盛岡タイムス Web News 2012年 2月 8日 (水)

       

■ 〈口ずさむとき〉267 伊藤幸子 「玉ぼうき」

 酒飲めず何にて心癒すべし「酒は憂ひを掃(はら)ふ玉箒」と
                            入蔵多喜夫

  「山梨県甲府市屋形」のおところから年賀状を頂くようになって40年になる。甲州街道甲斐のご城下、ライトブルーのモンブランの筆跡が目にあたらしい。昨年はうさぎの羽根つきのほほえましい絵柄に「老骨に鞭打つてまで頑張らない少し油を注してがんばる」とあり、初笑いの頬がゆるんだ。そしてことしはこの「玉ぼうき」のお歌。
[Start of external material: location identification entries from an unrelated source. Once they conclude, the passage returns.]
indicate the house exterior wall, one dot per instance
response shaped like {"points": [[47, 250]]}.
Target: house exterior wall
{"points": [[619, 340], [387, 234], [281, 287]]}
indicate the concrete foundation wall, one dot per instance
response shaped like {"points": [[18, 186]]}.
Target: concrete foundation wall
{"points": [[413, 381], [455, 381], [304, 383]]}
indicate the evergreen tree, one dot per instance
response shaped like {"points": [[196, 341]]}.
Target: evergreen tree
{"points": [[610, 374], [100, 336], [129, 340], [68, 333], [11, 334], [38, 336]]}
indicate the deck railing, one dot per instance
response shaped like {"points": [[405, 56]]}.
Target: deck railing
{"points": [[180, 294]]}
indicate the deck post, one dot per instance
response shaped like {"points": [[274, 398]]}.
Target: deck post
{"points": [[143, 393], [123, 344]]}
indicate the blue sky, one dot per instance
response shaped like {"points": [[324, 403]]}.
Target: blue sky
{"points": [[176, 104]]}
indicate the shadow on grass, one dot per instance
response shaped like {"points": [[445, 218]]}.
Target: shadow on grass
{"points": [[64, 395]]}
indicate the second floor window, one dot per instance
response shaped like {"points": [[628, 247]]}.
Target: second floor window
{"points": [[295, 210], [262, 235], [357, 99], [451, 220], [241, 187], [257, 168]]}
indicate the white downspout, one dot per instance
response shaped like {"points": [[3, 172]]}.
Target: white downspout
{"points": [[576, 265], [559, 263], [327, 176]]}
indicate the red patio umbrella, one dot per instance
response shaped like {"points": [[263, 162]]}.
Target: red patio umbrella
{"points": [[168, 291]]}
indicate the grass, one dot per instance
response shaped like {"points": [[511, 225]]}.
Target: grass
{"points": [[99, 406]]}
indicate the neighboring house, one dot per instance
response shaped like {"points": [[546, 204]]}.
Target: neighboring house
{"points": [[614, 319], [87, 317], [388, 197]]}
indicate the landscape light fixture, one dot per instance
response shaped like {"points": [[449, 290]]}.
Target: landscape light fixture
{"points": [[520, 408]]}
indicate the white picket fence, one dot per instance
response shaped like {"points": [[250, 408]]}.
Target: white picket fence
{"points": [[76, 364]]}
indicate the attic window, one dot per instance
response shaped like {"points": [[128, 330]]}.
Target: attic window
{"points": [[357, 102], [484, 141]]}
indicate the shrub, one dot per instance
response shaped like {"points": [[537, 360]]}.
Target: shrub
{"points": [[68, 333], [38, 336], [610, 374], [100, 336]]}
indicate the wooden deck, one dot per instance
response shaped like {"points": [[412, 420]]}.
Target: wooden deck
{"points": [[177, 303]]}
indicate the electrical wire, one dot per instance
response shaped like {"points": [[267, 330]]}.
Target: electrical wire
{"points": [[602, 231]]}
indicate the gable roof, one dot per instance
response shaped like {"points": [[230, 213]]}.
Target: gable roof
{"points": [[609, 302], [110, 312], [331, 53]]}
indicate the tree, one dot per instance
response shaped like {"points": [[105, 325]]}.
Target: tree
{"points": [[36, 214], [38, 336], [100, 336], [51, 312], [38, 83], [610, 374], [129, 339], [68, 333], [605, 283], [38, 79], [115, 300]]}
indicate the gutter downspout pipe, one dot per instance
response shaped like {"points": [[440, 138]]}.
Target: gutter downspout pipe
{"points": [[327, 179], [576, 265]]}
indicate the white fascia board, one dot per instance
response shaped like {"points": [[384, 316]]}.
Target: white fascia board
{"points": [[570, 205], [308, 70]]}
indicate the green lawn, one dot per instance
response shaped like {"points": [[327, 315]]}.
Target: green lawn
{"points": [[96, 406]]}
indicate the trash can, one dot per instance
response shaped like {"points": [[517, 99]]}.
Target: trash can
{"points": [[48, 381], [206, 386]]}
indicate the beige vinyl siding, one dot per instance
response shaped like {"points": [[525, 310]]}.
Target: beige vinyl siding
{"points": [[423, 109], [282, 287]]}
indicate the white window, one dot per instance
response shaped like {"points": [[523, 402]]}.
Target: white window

図案化された「龍」の墨痕あざやかに、両端には古式の料紙の流紋が描かれている。

  ところでこの「玉ぼうき」が酒の異称ときくいわれをはっきり知らずに来た私は正月早々恥の「かきぞめ」をした。その出典を自分で調べることなしに、甲府の先生にお尋ねしたのである。なんという不しつけな、またあまりの常識知らずにあきれられたと思うのだが、まだ正月気分のぬけきらぬうちに、大層ご丁寧なお手紙で教えていただいた。

  「〈酒は憂ひを掃ふ玉箒〉は、宋代の詩人蘇軾(そしょく)の〈洞庭春色〉の漢詩の中に出てきます。蘇軾が〈洞庭春〉と銘打った酒をもらい、飲んだところ、これはまさに〈掃愁帚(そうしゅうそう)〉だと感じ入り〈愁ひを掃ふ玉箒〉と詠んだ詩といわれています。辞書にも「玉箒」の項に〈飲めば心配ごとをはらい除くから酒の異称〉と出ています。拙作は、大病の前までは少しばかり酒も飲めて、愁いをやることもできたのに今は…との嘆きが実感としてあります」と、諄々(じゅんじゅん)と説かれてある。

  「苦も怨もみな忘れたり心臓の大き手術もそのうちにあり」と詠まれ「ちちははの知らぬ齢に入りてゆく七十五歳爾後の茫々」とも詠まれる作者。「詩人(うたびと)になれず虎にしなりつるは我かと沁(し)みて〈山月記〉読む」との深い精神性に感銘した。唐時代、かつての秀才二人が再会した。袁●(えんさん、さんは人偏に参の旧字体)は政府高官、もう一人李徴(りちょう)はなんと虎になっていたという度肝をぬかれる物語。昭和17年、33歳で世を去った中島敦の作品は今に新しく、平成21年は生誕百年で、友にあてた遺書として話題をよんだことだった。

  さて節分には甲府の三大祭りの一つ「大神(だいじん)さん」の追儺式が行われた由。また横近習(よこきんじゅ)大神宮の獅子舞は、武田信玄の父信虎の代よりうけつがれているという。2月10日には南アルプス市で「十日市祭り」と綴られる。「さくら花咲けるかなたの甲斐駒にうすむらさきに残雪にほふ」との甲斐盆地は、もうふた月もすれば「洞庭春色」の景の訪れかと想像している。